Le TUC et la GEA ont souligné la nécessité pour toutes les parties prenantes de travailler activement à promouvoir un environnement sûr et inclusif où la dignité et le respect sont respectés pour tous.

Cela inclut la ratification et l’adoption de politiques conformes à la Convention 190 de l’OIT, le renforcement des mécanismes de reporting et la sensibilisation à cette question, en particulier parmi les groupes vulnérables tels que les femmes et les jeunes travailleurs.

S’exprimant lors de l’événement, M. Joshua Ansah, secrétaire général du TUC, a déclaré que « la Convention 190 représente une réalisation historique en matière de normes du travail mondiales, reconnaissant pour la première fois que chacun a droit à un monde du travail exempt de violence, y compris de violence sexiste. violence ».

Il a déclaré qu’au Ghana, les preuves de violence et de harcèlement sur le lieu de travail étaient répandues dans tous les secteurs, formels et informels, et en particulier parmi les femmes et les groupes vulnérables.

M. Ansah a mentionné que le TUC et ses partenaires restaient engagés et déterminés à créer un environnement de travail dans lequel les travailleurs, quel que soit leur sexe ou leur statut, se sentent en sécurité, valorisés et protégés.

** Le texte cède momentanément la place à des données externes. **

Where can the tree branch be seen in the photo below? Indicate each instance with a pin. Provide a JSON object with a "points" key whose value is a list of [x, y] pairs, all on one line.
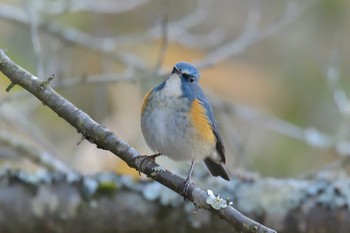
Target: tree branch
{"points": [[107, 140]]}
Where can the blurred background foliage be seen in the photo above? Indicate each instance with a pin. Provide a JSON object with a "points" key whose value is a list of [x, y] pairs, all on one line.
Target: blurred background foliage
{"points": [[276, 72]]}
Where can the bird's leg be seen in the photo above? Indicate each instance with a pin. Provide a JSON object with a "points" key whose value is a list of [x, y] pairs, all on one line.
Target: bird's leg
{"points": [[188, 179]]}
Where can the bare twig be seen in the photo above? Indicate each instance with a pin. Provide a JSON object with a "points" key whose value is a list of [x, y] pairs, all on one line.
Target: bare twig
{"points": [[252, 35], [34, 33]]}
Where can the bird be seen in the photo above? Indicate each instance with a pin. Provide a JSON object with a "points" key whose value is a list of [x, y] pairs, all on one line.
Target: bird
{"points": [[178, 121]]}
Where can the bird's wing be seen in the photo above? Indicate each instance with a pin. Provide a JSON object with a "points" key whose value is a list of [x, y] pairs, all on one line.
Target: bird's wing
{"points": [[210, 126]]}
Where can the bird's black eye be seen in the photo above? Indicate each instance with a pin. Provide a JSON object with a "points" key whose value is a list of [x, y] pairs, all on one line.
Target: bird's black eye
{"points": [[188, 77]]}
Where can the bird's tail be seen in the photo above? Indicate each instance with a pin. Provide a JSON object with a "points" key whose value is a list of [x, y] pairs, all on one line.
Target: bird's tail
{"points": [[216, 168]]}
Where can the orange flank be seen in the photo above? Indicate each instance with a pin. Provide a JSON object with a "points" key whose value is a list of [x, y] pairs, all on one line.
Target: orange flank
{"points": [[145, 100], [201, 122]]}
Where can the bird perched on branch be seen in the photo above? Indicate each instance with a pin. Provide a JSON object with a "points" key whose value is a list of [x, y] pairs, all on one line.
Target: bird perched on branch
{"points": [[178, 121]]}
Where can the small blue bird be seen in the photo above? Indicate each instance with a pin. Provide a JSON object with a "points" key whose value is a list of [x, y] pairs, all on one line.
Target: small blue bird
{"points": [[178, 121]]}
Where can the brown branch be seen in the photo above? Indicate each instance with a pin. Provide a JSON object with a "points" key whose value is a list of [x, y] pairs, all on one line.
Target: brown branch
{"points": [[107, 140]]}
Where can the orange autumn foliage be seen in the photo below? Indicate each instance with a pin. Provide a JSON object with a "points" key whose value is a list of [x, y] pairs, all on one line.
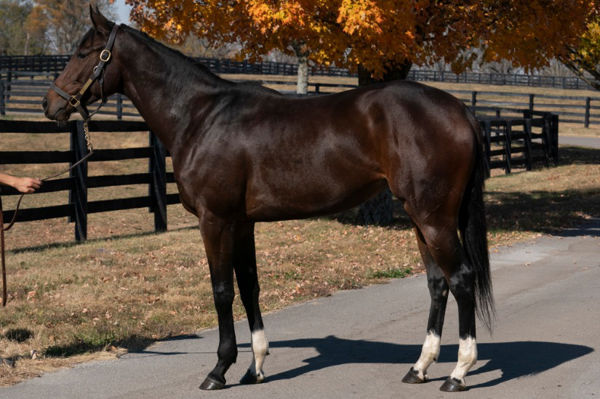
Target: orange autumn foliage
{"points": [[377, 34]]}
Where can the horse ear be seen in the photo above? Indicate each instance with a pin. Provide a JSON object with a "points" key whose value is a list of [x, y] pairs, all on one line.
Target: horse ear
{"points": [[100, 22]]}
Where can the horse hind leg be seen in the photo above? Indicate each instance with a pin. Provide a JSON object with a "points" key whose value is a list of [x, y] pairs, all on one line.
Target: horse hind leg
{"points": [[247, 278], [218, 241], [447, 251], [438, 291]]}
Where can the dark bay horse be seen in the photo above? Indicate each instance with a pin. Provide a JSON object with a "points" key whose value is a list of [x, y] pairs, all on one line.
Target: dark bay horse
{"points": [[244, 154]]}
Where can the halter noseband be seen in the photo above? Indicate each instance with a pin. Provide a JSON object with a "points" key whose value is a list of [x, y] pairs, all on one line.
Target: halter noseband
{"points": [[97, 74]]}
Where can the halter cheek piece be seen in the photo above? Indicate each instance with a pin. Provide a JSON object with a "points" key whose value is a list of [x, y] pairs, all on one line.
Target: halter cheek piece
{"points": [[97, 74]]}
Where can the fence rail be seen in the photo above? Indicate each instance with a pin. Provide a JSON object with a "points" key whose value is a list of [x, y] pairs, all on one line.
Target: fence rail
{"points": [[56, 63]]}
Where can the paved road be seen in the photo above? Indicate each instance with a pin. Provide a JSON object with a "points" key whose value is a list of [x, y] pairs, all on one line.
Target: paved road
{"points": [[359, 344], [580, 141]]}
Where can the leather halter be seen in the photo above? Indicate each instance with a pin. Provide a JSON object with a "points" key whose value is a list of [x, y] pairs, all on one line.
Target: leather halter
{"points": [[97, 74]]}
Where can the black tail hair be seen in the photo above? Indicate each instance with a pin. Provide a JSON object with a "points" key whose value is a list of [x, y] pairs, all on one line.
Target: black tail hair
{"points": [[473, 230]]}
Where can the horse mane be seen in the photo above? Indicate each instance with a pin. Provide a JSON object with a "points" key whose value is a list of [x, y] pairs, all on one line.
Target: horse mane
{"points": [[178, 55]]}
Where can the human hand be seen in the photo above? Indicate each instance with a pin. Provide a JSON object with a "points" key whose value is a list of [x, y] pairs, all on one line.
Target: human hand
{"points": [[26, 184]]}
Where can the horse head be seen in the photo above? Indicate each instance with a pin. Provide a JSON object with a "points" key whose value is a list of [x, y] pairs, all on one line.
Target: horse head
{"points": [[90, 74]]}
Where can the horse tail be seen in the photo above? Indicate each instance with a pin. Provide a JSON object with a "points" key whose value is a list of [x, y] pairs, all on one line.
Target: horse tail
{"points": [[473, 230]]}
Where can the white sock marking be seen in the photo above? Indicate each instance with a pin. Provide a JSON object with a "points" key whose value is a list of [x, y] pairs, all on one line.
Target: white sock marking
{"points": [[429, 354], [260, 347], [467, 357]]}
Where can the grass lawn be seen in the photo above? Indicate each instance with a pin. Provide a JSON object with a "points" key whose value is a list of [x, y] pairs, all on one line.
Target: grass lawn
{"points": [[127, 286]]}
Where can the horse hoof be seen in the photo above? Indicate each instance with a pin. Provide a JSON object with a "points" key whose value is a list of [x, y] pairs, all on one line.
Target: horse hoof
{"points": [[453, 385], [211, 384], [412, 377], [250, 378]]}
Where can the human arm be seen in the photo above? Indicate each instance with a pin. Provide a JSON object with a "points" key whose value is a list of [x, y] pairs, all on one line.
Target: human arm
{"points": [[22, 184]]}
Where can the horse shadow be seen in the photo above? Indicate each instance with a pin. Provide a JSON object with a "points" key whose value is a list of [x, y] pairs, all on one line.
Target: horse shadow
{"points": [[513, 359]]}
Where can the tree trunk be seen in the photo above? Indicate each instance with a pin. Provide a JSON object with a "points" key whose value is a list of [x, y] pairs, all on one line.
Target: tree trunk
{"points": [[379, 209], [302, 52], [302, 86]]}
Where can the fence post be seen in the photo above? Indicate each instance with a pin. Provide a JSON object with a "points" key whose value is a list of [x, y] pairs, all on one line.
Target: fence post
{"points": [[119, 106], [158, 183], [2, 104], [554, 132], [531, 98], [586, 120], [78, 193]]}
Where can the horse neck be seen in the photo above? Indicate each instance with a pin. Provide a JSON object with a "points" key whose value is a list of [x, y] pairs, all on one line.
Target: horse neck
{"points": [[167, 89]]}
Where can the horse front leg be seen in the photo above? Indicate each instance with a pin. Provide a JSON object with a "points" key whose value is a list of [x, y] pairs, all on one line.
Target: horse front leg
{"points": [[218, 236], [247, 278]]}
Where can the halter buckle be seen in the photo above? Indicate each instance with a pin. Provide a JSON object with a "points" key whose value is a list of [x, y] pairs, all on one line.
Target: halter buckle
{"points": [[74, 102], [105, 55]]}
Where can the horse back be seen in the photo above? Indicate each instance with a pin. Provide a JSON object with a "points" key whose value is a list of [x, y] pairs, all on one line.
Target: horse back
{"points": [[271, 157]]}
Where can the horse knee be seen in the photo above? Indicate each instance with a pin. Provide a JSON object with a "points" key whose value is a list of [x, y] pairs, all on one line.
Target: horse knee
{"points": [[223, 295]]}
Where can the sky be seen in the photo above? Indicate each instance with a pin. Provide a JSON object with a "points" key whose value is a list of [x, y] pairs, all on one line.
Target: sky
{"points": [[121, 11]]}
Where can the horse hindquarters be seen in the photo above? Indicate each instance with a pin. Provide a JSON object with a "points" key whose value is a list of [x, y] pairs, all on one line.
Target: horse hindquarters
{"points": [[460, 267]]}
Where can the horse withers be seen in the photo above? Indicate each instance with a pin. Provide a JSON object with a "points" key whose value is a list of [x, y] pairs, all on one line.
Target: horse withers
{"points": [[243, 154]]}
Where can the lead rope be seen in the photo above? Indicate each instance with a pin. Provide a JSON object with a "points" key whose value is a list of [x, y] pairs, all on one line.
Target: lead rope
{"points": [[90, 148]]}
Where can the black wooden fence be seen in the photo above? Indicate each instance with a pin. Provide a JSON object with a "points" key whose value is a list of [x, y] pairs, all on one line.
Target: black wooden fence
{"points": [[78, 182], [55, 63], [512, 142], [509, 143], [23, 93]]}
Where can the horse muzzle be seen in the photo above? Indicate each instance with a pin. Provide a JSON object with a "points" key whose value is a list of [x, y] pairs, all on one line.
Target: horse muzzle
{"points": [[56, 109]]}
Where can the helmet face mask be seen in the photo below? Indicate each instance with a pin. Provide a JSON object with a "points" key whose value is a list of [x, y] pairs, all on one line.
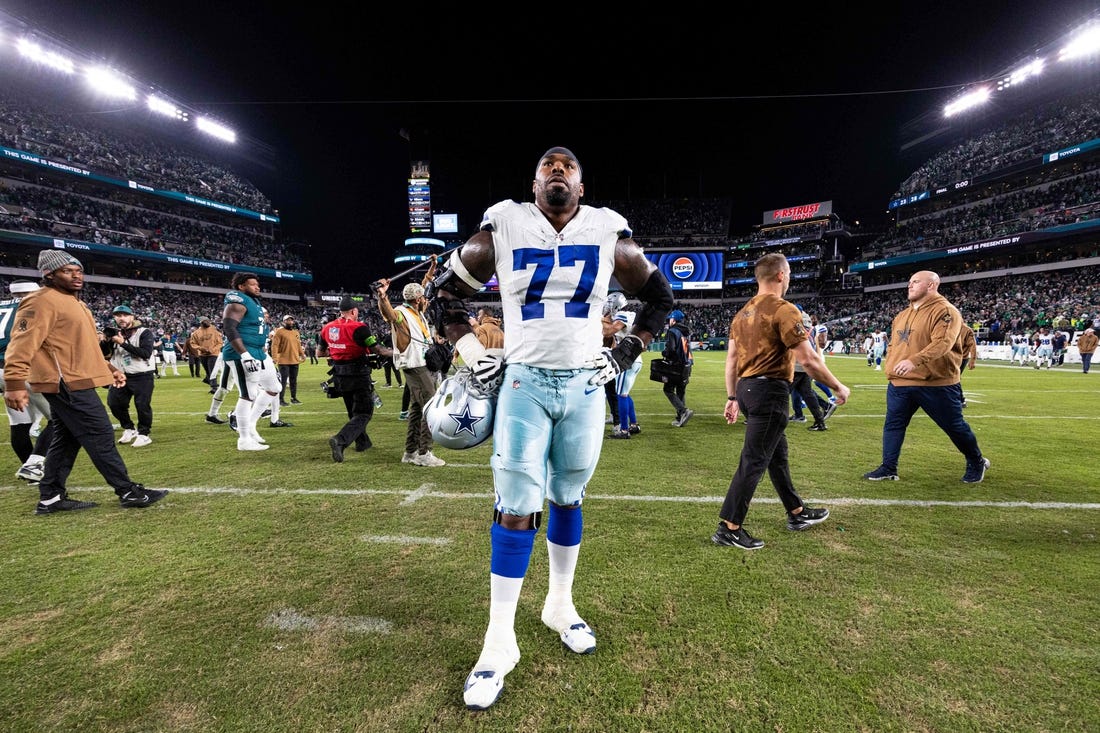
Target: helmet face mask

M. Joseph Kingsley Amuah, directeur des relations industrielles chez GEA a également déclaré que la violence et le harcèlement nuisaient au bien-être des employés, réduisaient la productivité et nuisaient à la réputation des entreprises. En tant que telles, pour les employeurs, il était crucial de relever ces défis.

Il a déclaré que la Convention 190 de l’OIT offrait un cadre complet permettant aux employeurs de prévenir et de répondre aux incidents de violence et de harcèlement.

Il a souligné que la Convention contribue à créer des lieux de travail où la dignité et le respect sont des priorités, conduisant à une productivité améliorée et à de meilleures performances commerciales.

« Dans cette optique, GEA a travaillé en étroite collaboration avec le ministère de l’Emploi et des Relations de travail (MELR) et d’autres parties prenantes clés pour intégrer les dispositions clés des conventions et garantir que les processus de ratification et de mise en œuvre avancent ».

M. Amuah espère que la ratification de la convention et de la recommandation 206 qui l’accompagne fournira un cadre solide pour lutter contre la violence et le harcèlement sur le marché du travail ghanéen.

Madame Nina Berggered Monsen, conseillère chez LO – Norvège, a décrit l’atelier comme faisant partie de son programme de dialogue social entre LO et son partenaire social NHO, qui a pour objectif de renforcer le dialogue social entre les partenaires sociaux au Ghana.

Elle a déclaré que la Norvège avait officiellement ratifié la Convention 190 de l’OIT en octobre de l’année dernière, devenant ainsi le 33e pays à le faire, et a ajouté que les partenaires sociaux norvégiens étaient proactifs en soutenant et en poussant en faveur de la ratification.

Elle a expliqué que le processus de ratification a impliqué de nombreuses consultations et auditions, reflétant la détermination du pays à aligner ses lois nationales sur les principes de la Convention 190 de l’OIT.